Padre dijo que éramos unos salvajes. Esa forma de pensar había condenado a muerte a la Tierra. ¿Queríamos perdernos? Lo peligroso no era lo desconocido, sino lo conocido. Sólo los que se están ahogando se aferran a los restos del naufragio, dijo. Los que se ocupaban de buscar lo desconocido estaban salvados... pero ¿quién se ocupaba de tal cosa? ¡Claro que era difícil remontar un río inundado con una embarcación pesada y un solo motor! ¡Eso demostraba que valía la pena!
Había acertado en otras cosas, así que nos mostramos de acuerdo, y pronto nos encontramos asintiendo a todo cuanto decía.
—En los Estados Unidos, los dentistas tenían intereses en las fábricas de caramelos —dijo—. Los médicos eran propietarios de hospitales. Detroit financiaba pozos de petróleo. ¡Norteamérica estaba afectada por un cáncer irreversible! Yo vi que todo iba cuesta abajo. ¿Por qué no se dio cuenta nadie más?
Un día nos cruzamos con una lata de aerosol insecticida. Padre no se preguntó de dónde venía... bastante trabajo tenía con quejarse amargamente. Y tarros de plástico, corriente abajo. Seguía lamentándose. Se quejaba de los gordos, de los políticos, de los bancos, de los cereales de desayuno y de los carroñeros. Los gallinazos y los buitres volaban en círculos sobre nuestras cabezas. Los espantaba a gritos, maldecía a las máquinas.
—No veo llegar el día en que pueda soltar este fueraborda... transformarlo en el picador de carne que en realidad es.
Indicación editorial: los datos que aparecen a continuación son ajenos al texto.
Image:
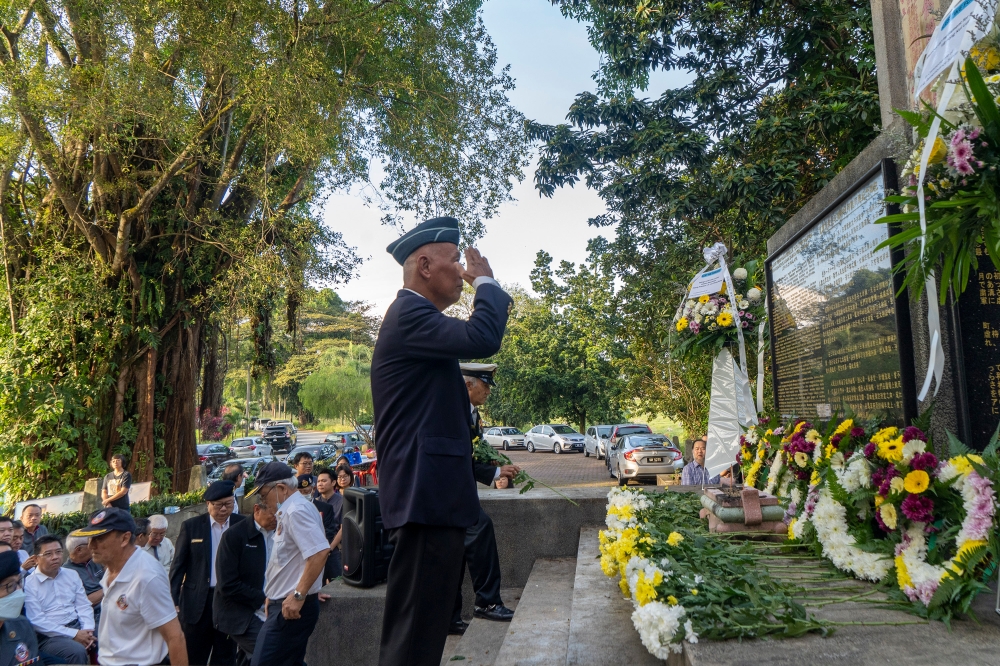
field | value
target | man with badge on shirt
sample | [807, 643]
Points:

Decía que todas las máquinas eran cavatumbas. Se las dejaba solas un minuto y ellas mismas se enterraban. Sólo servían para eso... para hacer agujeros.
—Una vez tuve un agujero.
Se relamía, congratulándose.
—¡Hice hielo con fuego!
Impuso a nuestra cabaña flotante el nombre de
Francis Lungley
, después lo cambió por el de
Presidente Fox
y finalmente rascó
Victoria
en un costado con un clavo. Dijo que era el mundo. Tenía veintisiete pies de largo y seis de ancho. Él ocupaba con Madre el «Camarote Principal» (el infiernillo, la silla, la cama de plumas de pelícano). Tras desprenderse del lastre que suponían unos maderos que tiramos por la borda o utilizamos como combustible, nuestra embarcación se movía más fácilmente en el agua, con la recia elegancia de un barco de canal o de una de las barcazas a motor del valle del Connecticut. En cuanto pasamos la intersección, donde las ramas rozaban contra el techo, nos metimos en el riachuelo, manteniéndonos en el centro de la corriente. A cualquier sitio, decía Padre, siempre que fuera contra corriente.
Entramos en el Patuca el primer día. Nos apercibimos con sorpresa de que el gran río pasaba al otro lado del pantano, al este de nuestra Laguna Miskita... no más de cuatro horas de petardeo sobre el agua. Pero el río se ocultaba. No lo vimos hasta estar prácticamente encima. Padre dijo que no le sorprendía lo más mínimo. ¡Había acertado una vez más! La lluvia lo había hinchado hasta cubrir sus riberas rojas y penetrar entre los árboles, tan silencioso y tan ancho que en algunos sectores parecía casi inmóvil.